Does Chuck Norris need an introduction? Even if one doesn’t practice martial arts or has never seen his movies, chances are you already know him for the memes that dominated the Internet in the 2000s and early teens.

On Friday, his family announced he passed away the day prior at the age of 86. While they did not disclose the cause of death, he had been hospitalized for a medical emergency earlier in the week. The Norrises also stressed that “he was surrounded by his family and was at peace.”

Norris was an icon of 1980s action cinema and for starring in series like Walker, Texas Ranger. Besides continuing to act, he remained an icon of American pop culture in the following decades thanks to his contributions to American martial arts, his books and outspoken political views, and more prominently the “Chuck Norris facts” that proclaim him to be a roundhouse-kicking superhuman and the epitome of masculinity.

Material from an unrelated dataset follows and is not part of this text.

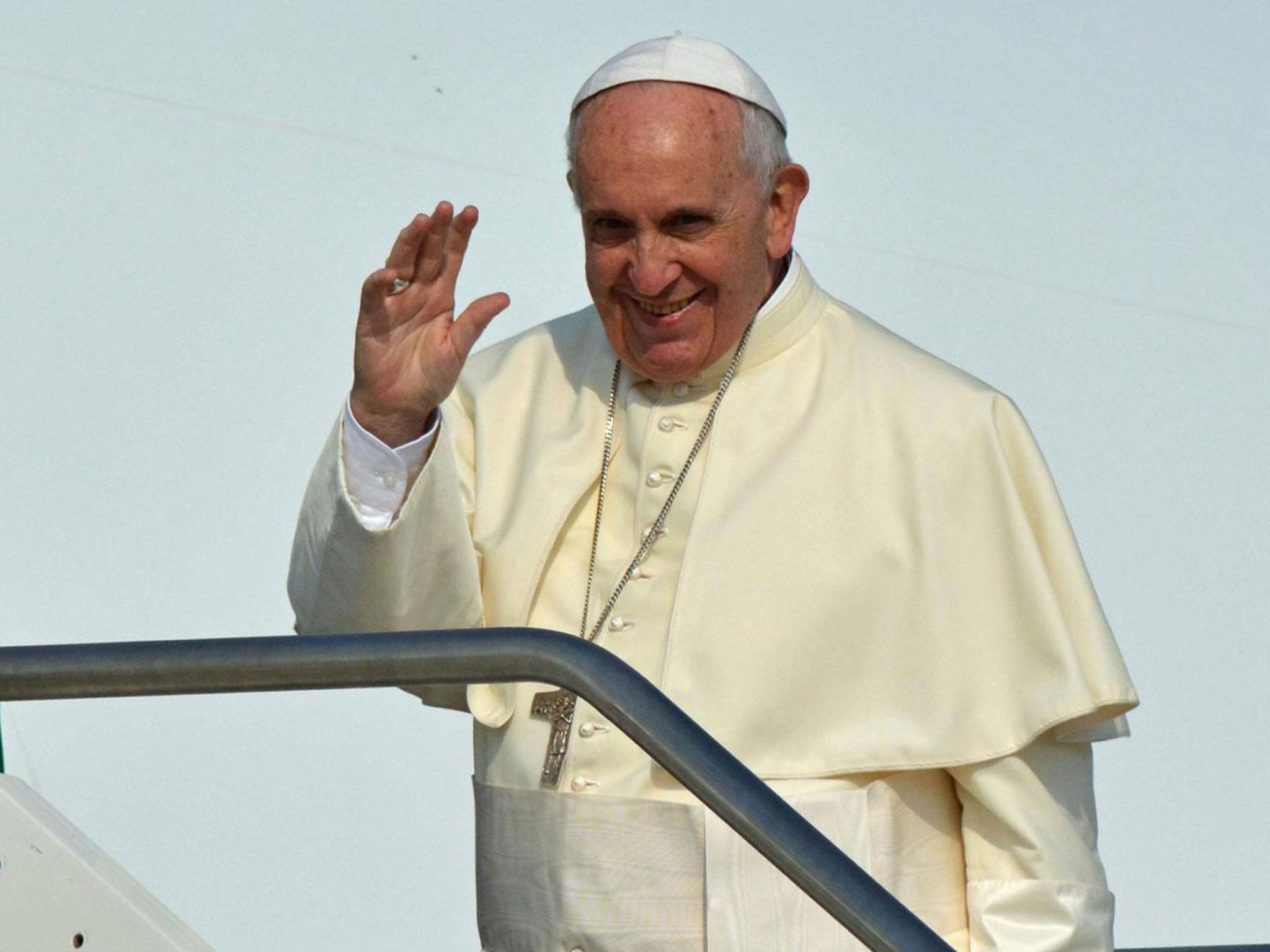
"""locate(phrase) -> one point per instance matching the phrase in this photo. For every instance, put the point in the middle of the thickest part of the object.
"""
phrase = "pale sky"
(1068, 200)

Given his image, it seemed natural that he would dabble in off-road racing too. During the ’80s, Nissan enlisted a team of celebrities to try out races like the Frontier 500. Norris split driving duties of a Nissan truck with his son Eric, a stuntman and racer who won the 2002 NASCAR Winston West championship, while his younger brother Aaron raced with motocross great Broc Glover by his side. Other driver pairings in the Rock ‘N’ Racing Team were Toto guitarist Steve Lukather alongside Chicago trombonist James Pankow, The Tubes frontman Fee Waybill with his agent and team co-owner Larry Fitzgerald, and actors Robert Hays and Kent McCord.

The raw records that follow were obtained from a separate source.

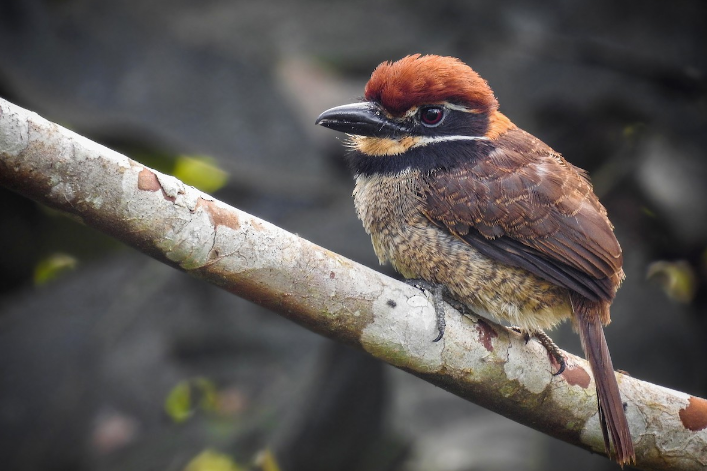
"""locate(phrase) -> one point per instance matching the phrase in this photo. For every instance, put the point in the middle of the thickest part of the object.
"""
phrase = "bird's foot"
(437, 291)
(440, 294)
(546, 342)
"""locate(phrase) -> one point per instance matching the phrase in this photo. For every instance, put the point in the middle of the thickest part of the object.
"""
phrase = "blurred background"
(111, 361)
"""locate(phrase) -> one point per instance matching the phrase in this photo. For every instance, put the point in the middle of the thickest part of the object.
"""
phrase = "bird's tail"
(614, 426)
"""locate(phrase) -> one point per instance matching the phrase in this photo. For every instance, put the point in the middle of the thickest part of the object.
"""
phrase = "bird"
(455, 195)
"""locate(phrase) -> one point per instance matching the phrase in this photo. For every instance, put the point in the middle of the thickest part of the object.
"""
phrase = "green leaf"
(201, 172)
(210, 460)
(178, 403)
(53, 267)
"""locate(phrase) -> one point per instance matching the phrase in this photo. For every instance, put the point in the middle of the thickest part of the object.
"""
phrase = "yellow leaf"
(676, 278)
(266, 461)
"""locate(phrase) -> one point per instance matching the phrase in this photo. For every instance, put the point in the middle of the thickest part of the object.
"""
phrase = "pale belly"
(417, 249)
(488, 288)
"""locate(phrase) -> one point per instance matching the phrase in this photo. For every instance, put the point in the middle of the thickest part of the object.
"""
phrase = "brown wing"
(521, 203)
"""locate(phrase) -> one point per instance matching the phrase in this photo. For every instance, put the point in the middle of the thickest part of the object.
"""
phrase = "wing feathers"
(520, 203)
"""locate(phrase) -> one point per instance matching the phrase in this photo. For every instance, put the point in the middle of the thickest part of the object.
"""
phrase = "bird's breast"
(390, 208)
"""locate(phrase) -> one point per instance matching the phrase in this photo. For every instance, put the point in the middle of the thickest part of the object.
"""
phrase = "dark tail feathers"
(614, 426)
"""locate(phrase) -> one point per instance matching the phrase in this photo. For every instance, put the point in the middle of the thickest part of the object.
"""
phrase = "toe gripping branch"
(546, 342)
(440, 294)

The 1985 Frontier 500 was documented for the TV program Celebrity Grudge Match. After rolling the previous year, Chuck—opting to drive more “aggressively conservative” to stay on all four wheels—and Eric finished second among the celebrities and four minutes behind Aaron and Glover.

“It was good. A lot of markers were gone, though,” Chuck quipped at the finish. “We got lost three times. We drove about ten miles out of the way down here because there’s no markers down here.”

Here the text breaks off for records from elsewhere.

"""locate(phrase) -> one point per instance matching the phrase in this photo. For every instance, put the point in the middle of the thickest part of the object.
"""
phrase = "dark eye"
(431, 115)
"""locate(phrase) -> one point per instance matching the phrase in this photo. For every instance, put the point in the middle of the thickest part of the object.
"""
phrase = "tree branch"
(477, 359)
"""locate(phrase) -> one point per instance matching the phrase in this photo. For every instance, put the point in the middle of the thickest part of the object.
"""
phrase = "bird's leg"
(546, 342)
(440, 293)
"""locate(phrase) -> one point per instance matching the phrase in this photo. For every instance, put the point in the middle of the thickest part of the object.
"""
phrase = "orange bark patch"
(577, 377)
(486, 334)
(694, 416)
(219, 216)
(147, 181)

In 2011, Mike “Mad Dog” Henle, a longtime journalist for the Las Vegas Review-Journal, recalled nerfing Norris at one of the Frontier 500s. Paul Page, the longtime Indianapolis 500 play-by-play announcer and Henle’s navigator, urged him to push the slower truck out of the way after tailing it for miles. Unaware of who the driver in front was, Henle obliged, and only realized who he hit afterward.

“I couldn’t tell who was in the truck that we had been attempting to move during that period of time and, frankly, I appreciated the fact that Page had enough confidence in me to think I could get the truck in front of us out of our way,” Henle wrote. “I remember that we all started to get out of our trucks when I looked at the side of the truck I had been beating on for much of the day. I didn’t know who had been driving and when the name ‘Chuck Norris’ appeared on the side of the truck, I immediately realized that I had been trying to bully a guy who was renowned for not only being a movie and television star but an expert at martial arts, too.

“Norris was known as the ultimate tough guy, someone you wouldn’t want to start a fight with especially when driving an off-road truck. You might say that Page and I participated in a form of road rage long before there was such a thing. I took one look at Norris and thought I’d be drop-kicked back to Vegas as I glanced at Page as if to say, ‘Gee, thanks for the encouragement, but we might have tried picking on someone else, you know.’

“Norris was so cool about everything that we actually had pictures taken after the media event. A devout Christian, he was gracious and eager to participate in the post-race media gathering where there were seemingly no hard feelings over the rough housing.

“It seems that we actually beat Norris and if we did win, I’d have to give Page credit for the effort. He wasn’t interested in going slow and he also didn’t like finishing first runner up.

“For sure, a lesson learned although I’m not sure I would have followed Page’s orders had I known who was driving the truck in front of us.”